外の風に当たれば、少しは酔いが覚めるかなって思ったけど、そんなことは無かった。それどころか、テンションはどんどん上がるし思考のワガママもヒートアップしていく。
「ぼくもうあるけない!おんぶして!」
だって、おんぶしてもらったら密着できるんだもん!ギューってできるんだもん!
マンションは目の前だというのに道端に座り込んで駄々をこね始める僕。周りに人がいないからできること。
「随分と酔ったみたいだな……」
と、僕の前に背を向けてしゃがむリインさん。
「ふぇ……?」
「してほしいんじゃないのか?」
「……おこらないの?」
「どこに怒る要素がある」
「わがまま」
「それくらい可愛いものだ」
僕の表情を表すのなら多分ぱぁーって効果音がついてたと思う。それくらいに嬉しくって勢いよくリインさんの背中にしがみつく。そしてギューッと抱きしめる。首が絞まらないようにちゃんと配慮して。
冬に近づいていく季節の空気はひんやりしていて、リインさんの暖かい背中が気持ちよくて。少しウトウトしちゃう。

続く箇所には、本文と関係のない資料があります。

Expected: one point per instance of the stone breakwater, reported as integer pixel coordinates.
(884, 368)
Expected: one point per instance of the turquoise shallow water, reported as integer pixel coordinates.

最近、幼馴染のマルがお姫様に憧れてた気持ちが分かるような気がしてる。
それくらい、リインは、カッコよくて、優しい、僕の王子様なんだ。
男の僕がお姫様なんて似合わないだろうけど、リインのおひめさまになりたい。
なにかんがえてるんだろ、ぼく
でも、りいんは、ぼくのおうじさま、なんだから

ふと、暖かさが消えて、お尻とか背中に冷たいものが当たる。多分壁と床。
閉じていた目を開けて周りを確認すると、既にマンションの中、僕の部屋の前の廊下だった。
横では王子様……じゃなかった、リインさんが鍵を開けてから、こっちに戻ってくる。
「起きたか、エミル……冷たかったか」
「だいじょぶ!さっきまであったかかったはんどう!」
「そうか……動けるか?」
「むり!つれてって!」
「……わかった」
そう言うと、リインさんは壁に寄りかかって座ってた僕の膝の裏と背中に腕を回して、僕を持ち上げる。
え、まって、これ、あの、
「おひめさまだっこ……!」
「嫌だったか?」
「ううん!うれしい!」
大きく首を横に振ってから、首に腕を回す。

そのまま、僕の寝室に連れてかれて、ベッドに降ろされる。
ダメ、眠い、でも、まだいっしょに、いたい……

────

眠ってしまったか……
酔ったエミルは素直でわがままで子供っぽくて、とても可愛かった。
恐らく、エミルは思ってることまで口に出してることは気づいていない。それを伝えてしまえば顔を真っ赤にして隠れてしまうだろう。その姿も可愛いが、俺だけの秘密にしておくのも悪くは無いだろう?